Thelma Cecilia Curling Rodríguez (born 19 February 1933) is a jurist and politician from Costa Rica. She is a defender of women's rights and was the first woman of Afro-Costa Rican descent to become a member of the parliament of Costa Rica.

== Early life and education ==
She was born in the Costa Rican capital San José and attended elementary school in the Escuela España and high school in the Colegio Superior de Señoritas.
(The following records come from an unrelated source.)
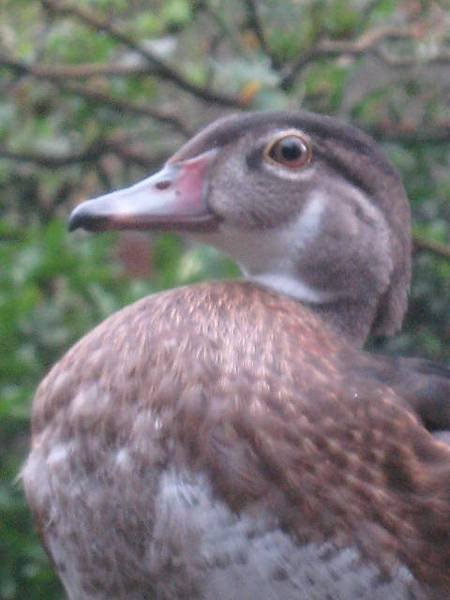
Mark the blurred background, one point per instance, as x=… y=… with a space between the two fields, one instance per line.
x=95 y=94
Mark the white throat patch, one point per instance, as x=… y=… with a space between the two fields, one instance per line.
x=270 y=257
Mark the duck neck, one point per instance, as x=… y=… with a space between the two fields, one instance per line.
x=347 y=316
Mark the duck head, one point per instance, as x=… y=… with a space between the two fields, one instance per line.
x=306 y=205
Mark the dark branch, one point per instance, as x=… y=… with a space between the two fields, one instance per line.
x=254 y=23
x=421 y=244
x=367 y=43
x=144 y=110
x=164 y=71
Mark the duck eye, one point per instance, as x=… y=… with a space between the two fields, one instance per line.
x=291 y=151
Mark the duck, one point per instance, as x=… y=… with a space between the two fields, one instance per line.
x=232 y=440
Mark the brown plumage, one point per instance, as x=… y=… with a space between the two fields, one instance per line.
x=227 y=441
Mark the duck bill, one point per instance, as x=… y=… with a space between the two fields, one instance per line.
x=172 y=199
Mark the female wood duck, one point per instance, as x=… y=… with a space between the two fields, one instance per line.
x=230 y=440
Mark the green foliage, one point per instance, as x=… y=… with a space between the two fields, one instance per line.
x=59 y=145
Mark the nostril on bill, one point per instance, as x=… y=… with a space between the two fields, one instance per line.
x=162 y=185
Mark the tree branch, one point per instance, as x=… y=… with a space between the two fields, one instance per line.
x=164 y=71
x=123 y=149
x=440 y=250
x=254 y=22
x=369 y=41
x=57 y=79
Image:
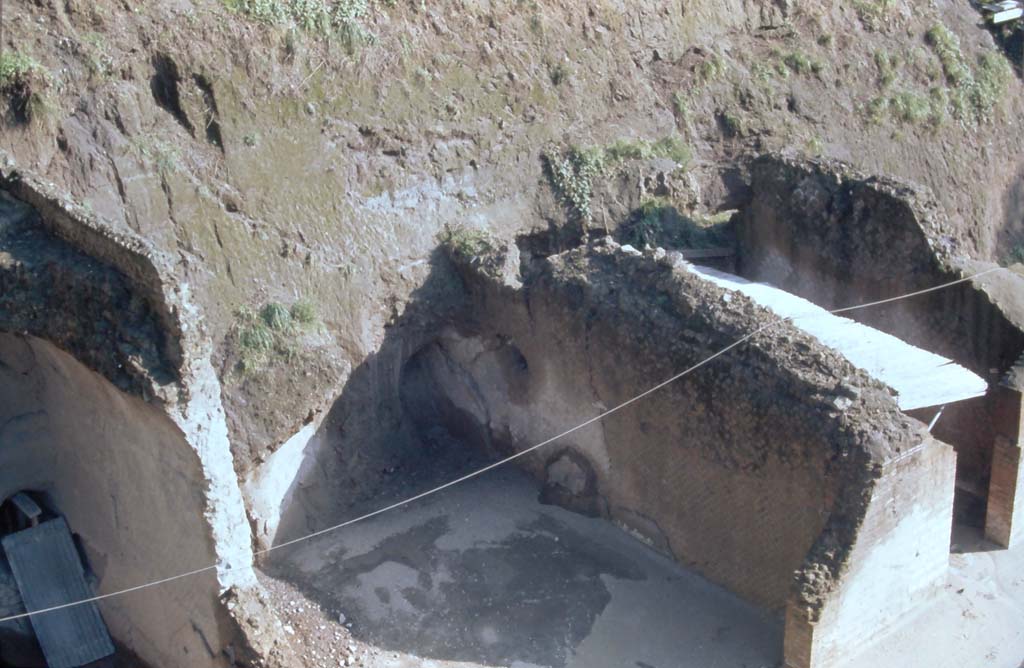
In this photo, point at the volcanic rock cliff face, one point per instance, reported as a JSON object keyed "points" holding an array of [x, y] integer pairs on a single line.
{"points": [[278, 164], [232, 214]]}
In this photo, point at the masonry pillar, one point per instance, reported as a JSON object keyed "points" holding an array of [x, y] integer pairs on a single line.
{"points": [[1005, 516]]}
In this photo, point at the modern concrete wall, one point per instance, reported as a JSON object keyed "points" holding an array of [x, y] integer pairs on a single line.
{"points": [[898, 564], [1005, 516], [131, 488]]}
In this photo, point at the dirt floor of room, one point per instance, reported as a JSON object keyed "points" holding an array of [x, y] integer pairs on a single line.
{"points": [[483, 575]]}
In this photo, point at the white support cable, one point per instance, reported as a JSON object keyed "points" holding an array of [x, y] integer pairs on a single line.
{"points": [[479, 471]]}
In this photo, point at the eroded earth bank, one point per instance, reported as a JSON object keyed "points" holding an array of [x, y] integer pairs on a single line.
{"points": [[267, 267]]}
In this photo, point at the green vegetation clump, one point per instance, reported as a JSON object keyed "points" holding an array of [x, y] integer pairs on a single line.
{"points": [[572, 176], [470, 243], [671, 147], [303, 312], [658, 222], [802, 64], [572, 172], [164, 156], [975, 91], [946, 46], [1014, 256], [270, 333], [26, 83], [887, 68], [909, 108], [873, 13], [713, 68], [341, 18]]}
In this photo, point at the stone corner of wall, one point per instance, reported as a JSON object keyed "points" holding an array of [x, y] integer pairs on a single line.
{"points": [[883, 555]]}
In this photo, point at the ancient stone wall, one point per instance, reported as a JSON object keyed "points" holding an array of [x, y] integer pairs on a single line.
{"points": [[131, 489], [840, 238], [735, 469]]}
Following she studied law in the University of Costa Rica and became a lawyer in 1959. Influenced by her Afro Costa Rican descent, she chose Limón to work as a lawyer.

== Professional career ==
Having arrived in Limon, she became a teacher from 1960 to 1962. As a lawyer she represented the banks Banco Nacional de Costa Rica and Banco Crédito Agrícola of Cartago. In the province of Limon she was a judge in several courts. Internationally, she represented Costa Rica in the Commission on the Status of Women of the United Nations between 1971 and 1988 and took part in women rights related congresses in Tunisia, Brazil or Mexico. In Switzerland she attended an exhibit on Women Peasants from Costa Rica with the writer Carmen Naranjo and in South Africa she took part in the Black Women Congress in 1995. In 2014 she was elected the president of the Workers Union of Women of Costa Rica. In 2021, she was one of the women portrayed during the exhibit Impronta Femenina Costa Rica 1821–2021 in the Museo de Jade in San José.

== Political career ==
Between 1970 and 1974 she acted as the Municipal President of the Canton Limón and between 1982 and 1986 she was a member of Parliament as the first women of Afro Costa Rican descent, and also the first woman to represent the province of Limón. She is a member of the National Liberation Party (PLN) for which she led the women's branch for eighteen years.

=== Political position ===
A known defender of women's rights, she encouraged women from Limón province to take part in the political process, be it as a voters or present to themselves as candidates. She also demanded better education conditions for women.